Life outside of schoolwork is pretty similar. She melts down when she thinks she can't do something, or something doesn't go her way. She screams or has temper tantrums if she doesn't want to do something. She will joke around with her siblings and say silly things to them, but if they say the same thing to her, she gets upset. The two older girls were sitting in the couch watching a video for history. Their brother sat next to them watching. He was actually sitting still not bothering anyone. (I was a bit amazed as I watched him.). DD for some reason had slid over in the couch unintentionally, but was now touching her brother. She got upset because he was bothering her. I asked her to move over back to where she was. She insisted she had not moved and he was the one who had moved because he wanted to bother her. I tried to explain that even though she didn't think she had moved and had not purposely moved, I needed her to slide over a little to make room for her brother. She refused to move. I gave her the option of moving over, or leaving the couch and finishing the video later on her own. She then moved over about an inch. I asked her to move again and told her this was the final chance. She did finally move, but with a big jump up and over and a loud "fine."
I coach my oldest daughters basketball team. The other three kids come to practice. They bring school work, toys, coloring books etc. The other day she came running on the court during practice screaming because her bother had hit her. She was mad and in tears. She and her brother have similar personalities, so the butt heads a lot. She will completely loose it if her brother does something to upset her, whether it was intentional, accidental, or she just perceives it.
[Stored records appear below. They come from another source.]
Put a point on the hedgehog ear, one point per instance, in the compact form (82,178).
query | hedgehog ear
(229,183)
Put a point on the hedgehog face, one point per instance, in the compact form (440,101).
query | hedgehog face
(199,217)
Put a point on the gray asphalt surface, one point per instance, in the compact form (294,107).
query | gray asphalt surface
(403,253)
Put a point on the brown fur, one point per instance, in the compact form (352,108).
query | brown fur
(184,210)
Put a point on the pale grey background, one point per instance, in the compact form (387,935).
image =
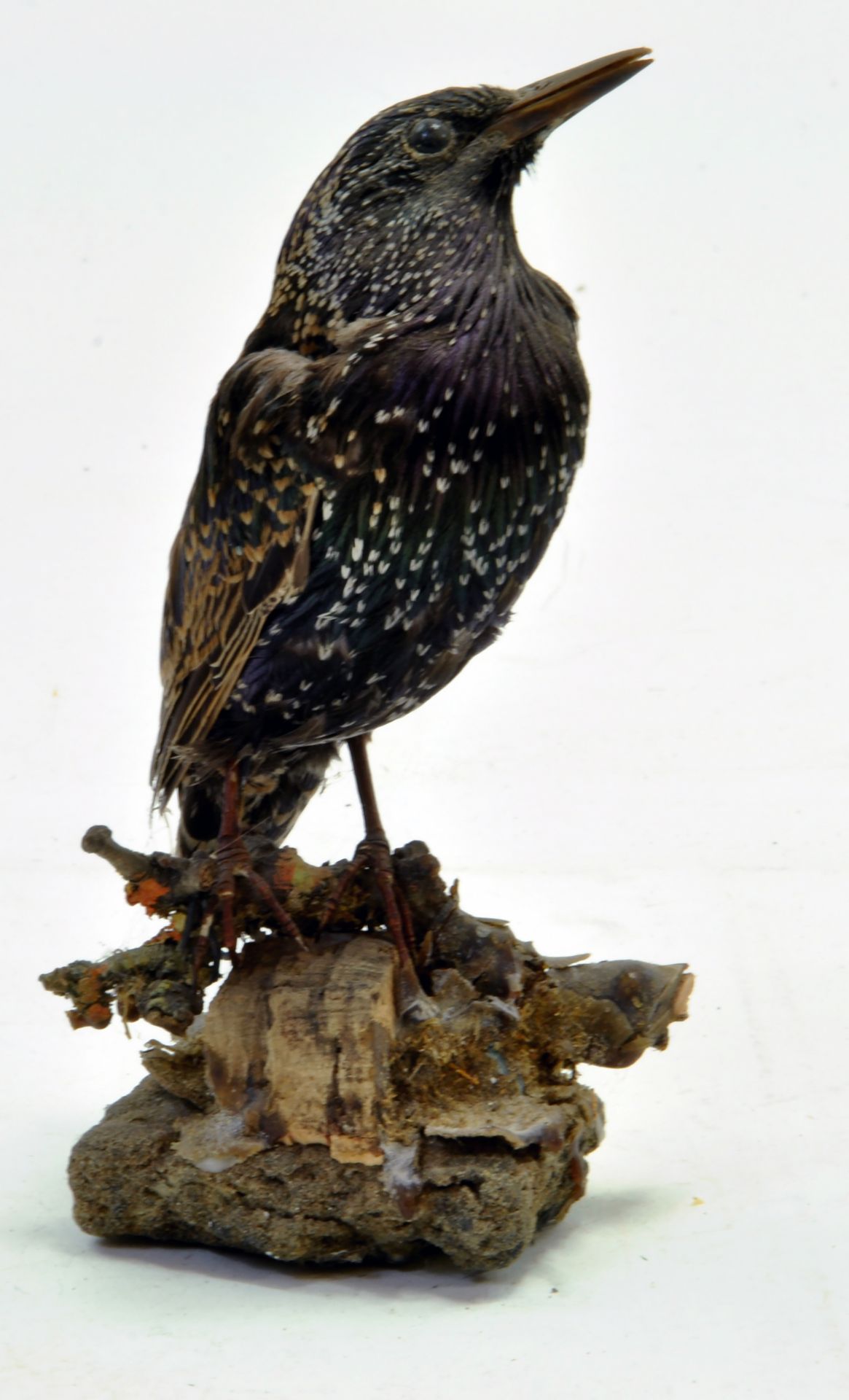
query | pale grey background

I hope that all makes sense. I know I have made mistakes and have not been patient with her when I should have been. I have not handled situations right because I have been frustrated both with her and with myself for not knowing how to help. I'm sure there are times she has sensed that. I really feel clueless a lot, and am not sure what to do.
You probably were not looking for a huge reply like that. I do appreciate all of the suggestions and support.